The metal of the hammer clanks against something in the dirt and she tosses it to the side, jumping down into the shallow hole she's dug. She pushes her hands into the soft dirt and pulls out a silver tacklebox with rounded corners. Crouching in the dirt out of the wind, she dusts it off, lifts the latch, and opens the lid with a creak. She furrows her brow as she examines the contents packed into the tiny compartments on each shelf. When she touches an iron nail, she's flooded with the sounds of horse hooves that ran out of control and the panicked laughter that accompanied it. Trapped in a clear plastic box is the warmth of the young man close by in his down sleeping bag who had agreed they should sleep under the stars together as a lark. Stoppered with cork is a vial filled with the effervescent confusion in her belly as she had lain next to him trying to sort out of he is like a dear brother, a best friend, or if she dares hope for more. A small bag holds ash from the burned up possibilities when he stayed behind in the desert with a woman from the crew learning Navajo weaving. Here is the postcard she received from their subsequent road trip, scorched on three sides by jealousy. She pockets each item as she examines it.
Her workroom is dark when she returns to herself. Crickets keep the beat for a veery’s night song. Her hand is gripping the pen in a stiff claw. While she flexes and stretches her sore fingers, she can see in the dim light that the pages of her blank book are covered in her own tight, messy handwriting, though she can’t make out the words in the gloom. She is hungry, tired to her bones, but glowing and giddy.
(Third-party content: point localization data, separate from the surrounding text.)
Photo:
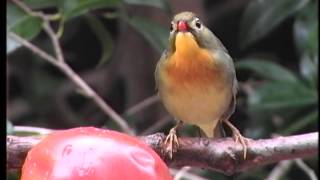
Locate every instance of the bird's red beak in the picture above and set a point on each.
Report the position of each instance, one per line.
(182, 26)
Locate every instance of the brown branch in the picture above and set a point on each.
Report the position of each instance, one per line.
(64, 67)
(222, 155)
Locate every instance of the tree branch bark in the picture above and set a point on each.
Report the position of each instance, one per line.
(222, 155)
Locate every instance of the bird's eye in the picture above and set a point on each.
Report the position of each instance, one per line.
(198, 24)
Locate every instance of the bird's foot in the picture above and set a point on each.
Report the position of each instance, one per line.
(242, 140)
(171, 142)
(239, 138)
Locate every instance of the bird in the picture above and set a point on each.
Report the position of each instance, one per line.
(196, 80)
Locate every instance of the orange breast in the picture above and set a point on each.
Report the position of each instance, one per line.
(190, 64)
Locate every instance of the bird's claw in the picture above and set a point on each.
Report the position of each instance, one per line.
(242, 140)
(171, 142)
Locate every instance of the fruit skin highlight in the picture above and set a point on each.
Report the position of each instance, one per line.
(92, 153)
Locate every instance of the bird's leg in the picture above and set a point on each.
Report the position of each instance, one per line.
(172, 140)
(238, 137)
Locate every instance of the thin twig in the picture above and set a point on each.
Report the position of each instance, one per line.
(186, 174)
(65, 68)
(223, 155)
(304, 167)
(279, 170)
(30, 129)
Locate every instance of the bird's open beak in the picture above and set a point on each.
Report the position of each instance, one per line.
(182, 26)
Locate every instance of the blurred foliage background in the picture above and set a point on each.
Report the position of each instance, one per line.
(114, 45)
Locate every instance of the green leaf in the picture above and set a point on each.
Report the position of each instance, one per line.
(267, 69)
(272, 96)
(102, 35)
(162, 4)
(312, 117)
(309, 69)
(40, 4)
(22, 24)
(73, 8)
(262, 16)
(156, 34)
(10, 129)
(306, 28)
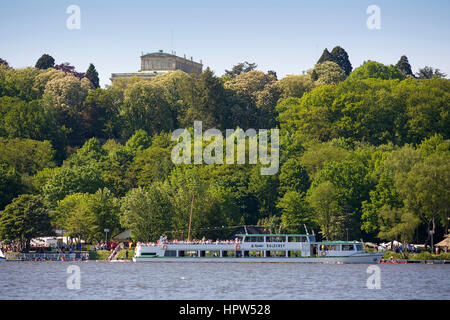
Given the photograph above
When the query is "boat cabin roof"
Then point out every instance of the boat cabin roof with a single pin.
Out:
(339, 242)
(272, 235)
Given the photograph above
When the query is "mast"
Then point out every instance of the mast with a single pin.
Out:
(190, 218)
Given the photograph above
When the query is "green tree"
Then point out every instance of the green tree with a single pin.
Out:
(295, 212)
(25, 218)
(327, 212)
(430, 73)
(73, 215)
(404, 66)
(147, 214)
(45, 61)
(340, 56)
(295, 85)
(240, 68)
(10, 185)
(92, 75)
(327, 72)
(326, 56)
(373, 69)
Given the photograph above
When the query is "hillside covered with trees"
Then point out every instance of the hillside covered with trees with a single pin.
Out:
(364, 152)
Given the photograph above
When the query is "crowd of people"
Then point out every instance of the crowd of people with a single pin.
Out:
(164, 240)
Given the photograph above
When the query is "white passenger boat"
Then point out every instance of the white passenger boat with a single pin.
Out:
(258, 248)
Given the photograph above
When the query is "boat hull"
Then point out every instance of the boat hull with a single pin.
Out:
(357, 258)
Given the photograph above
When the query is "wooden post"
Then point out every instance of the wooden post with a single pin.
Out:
(190, 218)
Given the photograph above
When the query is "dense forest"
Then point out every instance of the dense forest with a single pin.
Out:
(364, 152)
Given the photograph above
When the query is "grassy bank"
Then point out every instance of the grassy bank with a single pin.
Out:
(122, 254)
(99, 255)
(417, 256)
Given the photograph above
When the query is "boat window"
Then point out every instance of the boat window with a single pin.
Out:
(295, 254)
(276, 239)
(330, 247)
(254, 239)
(296, 239)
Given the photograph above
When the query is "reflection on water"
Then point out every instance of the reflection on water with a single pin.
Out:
(102, 280)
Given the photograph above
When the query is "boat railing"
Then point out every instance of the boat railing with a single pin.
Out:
(52, 256)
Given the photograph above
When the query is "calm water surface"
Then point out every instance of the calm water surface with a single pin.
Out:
(102, 280)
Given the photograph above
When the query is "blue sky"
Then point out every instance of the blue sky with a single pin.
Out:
(285, 36)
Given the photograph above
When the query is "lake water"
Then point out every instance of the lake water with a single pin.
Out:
(197, 281)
A decent plot, but it must be left alone to ferment all night and withstand being read in the critical light of morning.
She pads back to the kitchen where the fire has gone cold and rummages through the pantry for some peanut butter and a spoon. After shoving several thick spoonfuls into her mouth, she chews thickly and does one last chore. She hefts each bucket of failed concoction out into the twilight, lugs each through the garden and dumps them onto the compost heap. As she turns to go, something bright catches her eye. A big fleshy squash blossom, now sparkling with drops of water from the failed plots, is peeking out from a vine growing vigorously from the compost. Over the crickets and night birds, she hears a tiny hum. She bends low, lifts up the canopy of prickly leaves, and listens to the lovely little melody drifting from the chorus of blossoms.
Well, she muses. You just never know what’s going to sprout up from a mess of failed words.